The weak doves should have been weeded out by the strong hawks. Yet this is not how our societies and morals are structured. Why?
Our strongest impulse and aspirations unless you are a psychopath or a thug or ape, is not to be the strongest or to kill and harm others. Instead we develop entire philipsophies and religions like Buddhism trying to prevent suffering.
Preventing suffering is heretical from an atheist Darwinian viewpoint. I’m not saying someone who believes in Darwin’s theory is cruel, but I am asking if this is the process that determines our state, where do we get all this morality and goodness and compassion from?
Now I can accept there may be ways of trying to explain ‘altruistic’ behavior using Darwinian evolution. But does the atheist not still find it odd that in this indifferent universe where the strongest survive, the animal that has reached the top of the tree, has characteristics that are the antithesis or furthest away from the underlying law that created them.

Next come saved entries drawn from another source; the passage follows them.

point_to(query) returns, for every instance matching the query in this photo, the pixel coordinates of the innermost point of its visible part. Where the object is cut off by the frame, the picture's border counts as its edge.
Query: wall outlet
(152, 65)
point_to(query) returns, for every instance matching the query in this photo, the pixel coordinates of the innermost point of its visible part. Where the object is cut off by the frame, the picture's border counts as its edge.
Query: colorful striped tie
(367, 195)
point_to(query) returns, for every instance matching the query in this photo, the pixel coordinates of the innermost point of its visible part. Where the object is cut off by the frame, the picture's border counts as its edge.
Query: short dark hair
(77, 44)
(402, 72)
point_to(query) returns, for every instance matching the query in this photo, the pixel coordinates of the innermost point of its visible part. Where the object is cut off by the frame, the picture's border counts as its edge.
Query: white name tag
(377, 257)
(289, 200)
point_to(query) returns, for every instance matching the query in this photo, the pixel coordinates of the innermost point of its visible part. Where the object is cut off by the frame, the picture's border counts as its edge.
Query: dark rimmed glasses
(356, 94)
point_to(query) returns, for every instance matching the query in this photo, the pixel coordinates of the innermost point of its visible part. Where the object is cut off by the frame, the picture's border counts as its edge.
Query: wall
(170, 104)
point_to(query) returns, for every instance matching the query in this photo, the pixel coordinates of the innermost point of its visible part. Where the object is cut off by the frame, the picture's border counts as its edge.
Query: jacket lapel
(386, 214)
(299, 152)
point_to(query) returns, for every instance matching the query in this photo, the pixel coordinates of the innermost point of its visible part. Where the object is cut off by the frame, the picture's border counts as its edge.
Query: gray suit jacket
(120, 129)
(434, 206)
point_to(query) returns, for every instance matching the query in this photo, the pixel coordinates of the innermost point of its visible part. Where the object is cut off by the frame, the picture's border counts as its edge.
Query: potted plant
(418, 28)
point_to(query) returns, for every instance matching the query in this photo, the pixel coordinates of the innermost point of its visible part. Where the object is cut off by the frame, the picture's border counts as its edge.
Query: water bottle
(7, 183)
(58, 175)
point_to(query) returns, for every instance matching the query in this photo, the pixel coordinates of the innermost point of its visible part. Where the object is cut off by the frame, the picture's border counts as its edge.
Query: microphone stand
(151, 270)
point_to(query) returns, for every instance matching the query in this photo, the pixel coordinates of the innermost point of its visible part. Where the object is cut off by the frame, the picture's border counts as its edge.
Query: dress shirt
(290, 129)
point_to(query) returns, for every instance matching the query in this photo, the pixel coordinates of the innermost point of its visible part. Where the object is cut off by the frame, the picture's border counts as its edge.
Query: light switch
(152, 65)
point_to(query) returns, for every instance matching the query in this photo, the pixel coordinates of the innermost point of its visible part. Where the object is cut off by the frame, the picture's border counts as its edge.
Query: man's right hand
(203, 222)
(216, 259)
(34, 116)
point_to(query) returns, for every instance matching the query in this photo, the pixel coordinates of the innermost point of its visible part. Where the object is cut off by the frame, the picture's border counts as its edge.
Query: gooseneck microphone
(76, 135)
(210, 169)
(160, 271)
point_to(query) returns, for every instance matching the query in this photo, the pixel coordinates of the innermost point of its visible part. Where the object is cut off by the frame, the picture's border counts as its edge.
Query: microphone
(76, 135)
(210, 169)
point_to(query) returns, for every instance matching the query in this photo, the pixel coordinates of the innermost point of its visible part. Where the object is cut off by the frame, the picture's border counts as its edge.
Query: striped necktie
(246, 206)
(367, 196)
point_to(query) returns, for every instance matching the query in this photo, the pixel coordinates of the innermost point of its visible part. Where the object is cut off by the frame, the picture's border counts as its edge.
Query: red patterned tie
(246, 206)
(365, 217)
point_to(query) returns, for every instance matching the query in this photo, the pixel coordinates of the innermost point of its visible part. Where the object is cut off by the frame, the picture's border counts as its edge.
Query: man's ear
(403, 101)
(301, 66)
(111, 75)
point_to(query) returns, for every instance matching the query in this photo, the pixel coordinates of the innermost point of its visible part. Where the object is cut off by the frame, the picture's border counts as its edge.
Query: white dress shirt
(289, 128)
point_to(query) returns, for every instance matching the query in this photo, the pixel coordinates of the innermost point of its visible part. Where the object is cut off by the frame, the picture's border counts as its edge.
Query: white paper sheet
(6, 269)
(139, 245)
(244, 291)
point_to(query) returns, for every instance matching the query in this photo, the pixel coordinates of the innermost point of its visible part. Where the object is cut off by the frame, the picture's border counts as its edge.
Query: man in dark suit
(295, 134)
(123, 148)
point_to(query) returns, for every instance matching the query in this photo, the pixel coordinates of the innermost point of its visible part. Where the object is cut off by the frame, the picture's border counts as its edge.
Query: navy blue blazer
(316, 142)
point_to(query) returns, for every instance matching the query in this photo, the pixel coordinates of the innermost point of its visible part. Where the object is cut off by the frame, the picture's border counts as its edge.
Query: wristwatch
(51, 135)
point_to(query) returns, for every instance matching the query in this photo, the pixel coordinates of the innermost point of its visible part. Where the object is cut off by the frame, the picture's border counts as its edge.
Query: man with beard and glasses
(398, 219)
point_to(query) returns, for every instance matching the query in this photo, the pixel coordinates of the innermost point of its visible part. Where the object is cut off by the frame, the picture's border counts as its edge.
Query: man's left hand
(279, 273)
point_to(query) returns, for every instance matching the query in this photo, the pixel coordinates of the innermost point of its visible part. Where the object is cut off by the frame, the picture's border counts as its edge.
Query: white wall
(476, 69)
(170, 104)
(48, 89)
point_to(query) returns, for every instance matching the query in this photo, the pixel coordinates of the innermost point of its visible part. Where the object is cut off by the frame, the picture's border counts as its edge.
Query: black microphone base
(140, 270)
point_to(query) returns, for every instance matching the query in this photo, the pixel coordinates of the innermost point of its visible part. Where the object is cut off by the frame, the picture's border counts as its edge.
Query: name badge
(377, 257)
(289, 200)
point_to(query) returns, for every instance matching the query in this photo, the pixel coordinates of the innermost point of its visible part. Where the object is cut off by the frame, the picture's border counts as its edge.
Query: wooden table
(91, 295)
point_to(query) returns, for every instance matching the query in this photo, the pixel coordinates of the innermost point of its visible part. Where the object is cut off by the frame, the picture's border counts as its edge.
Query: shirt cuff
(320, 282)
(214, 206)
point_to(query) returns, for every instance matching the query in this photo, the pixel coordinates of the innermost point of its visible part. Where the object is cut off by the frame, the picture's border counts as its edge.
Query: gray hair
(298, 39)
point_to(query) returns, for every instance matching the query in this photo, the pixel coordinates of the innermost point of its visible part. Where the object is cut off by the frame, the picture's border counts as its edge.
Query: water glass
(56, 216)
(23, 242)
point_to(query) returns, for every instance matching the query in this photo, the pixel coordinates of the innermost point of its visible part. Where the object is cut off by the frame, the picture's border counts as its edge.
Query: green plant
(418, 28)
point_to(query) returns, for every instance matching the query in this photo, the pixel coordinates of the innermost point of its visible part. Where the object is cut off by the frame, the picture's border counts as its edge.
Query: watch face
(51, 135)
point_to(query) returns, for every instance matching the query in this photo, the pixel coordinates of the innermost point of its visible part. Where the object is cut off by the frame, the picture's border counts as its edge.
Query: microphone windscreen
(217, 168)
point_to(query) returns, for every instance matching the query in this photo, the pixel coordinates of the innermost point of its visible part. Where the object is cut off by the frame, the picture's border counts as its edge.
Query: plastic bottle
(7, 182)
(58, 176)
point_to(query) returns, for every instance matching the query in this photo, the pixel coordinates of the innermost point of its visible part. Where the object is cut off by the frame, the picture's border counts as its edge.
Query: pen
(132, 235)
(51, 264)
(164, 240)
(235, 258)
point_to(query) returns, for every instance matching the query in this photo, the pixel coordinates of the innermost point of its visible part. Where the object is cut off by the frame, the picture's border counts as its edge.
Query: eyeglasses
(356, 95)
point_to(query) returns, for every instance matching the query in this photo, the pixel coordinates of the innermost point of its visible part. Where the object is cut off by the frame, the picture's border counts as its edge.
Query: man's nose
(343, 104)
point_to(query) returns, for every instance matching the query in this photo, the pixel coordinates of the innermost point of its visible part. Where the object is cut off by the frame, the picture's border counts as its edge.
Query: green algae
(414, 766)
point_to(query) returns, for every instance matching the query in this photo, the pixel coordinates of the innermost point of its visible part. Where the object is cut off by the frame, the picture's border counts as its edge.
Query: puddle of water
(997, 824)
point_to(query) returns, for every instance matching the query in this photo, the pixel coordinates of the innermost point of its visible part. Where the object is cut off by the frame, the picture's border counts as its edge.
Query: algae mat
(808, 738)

The most respected among us, unless you are a moron or an ape, are those who are not the strongest or cruelest, rather they are our saints - those who are
kindest, forgiving, loving, compassionate - all the things that surely we should be the worst at if Darwinian evolution was our creator.
Humans are the only animal that will knowingly sacrifice our own lives for others, not just family. Where does that come from in a universe where survival is everything?
Does it not strike the atheist as strange that the best parts of human nature are so completely at odds with the very biological laws and process that created us?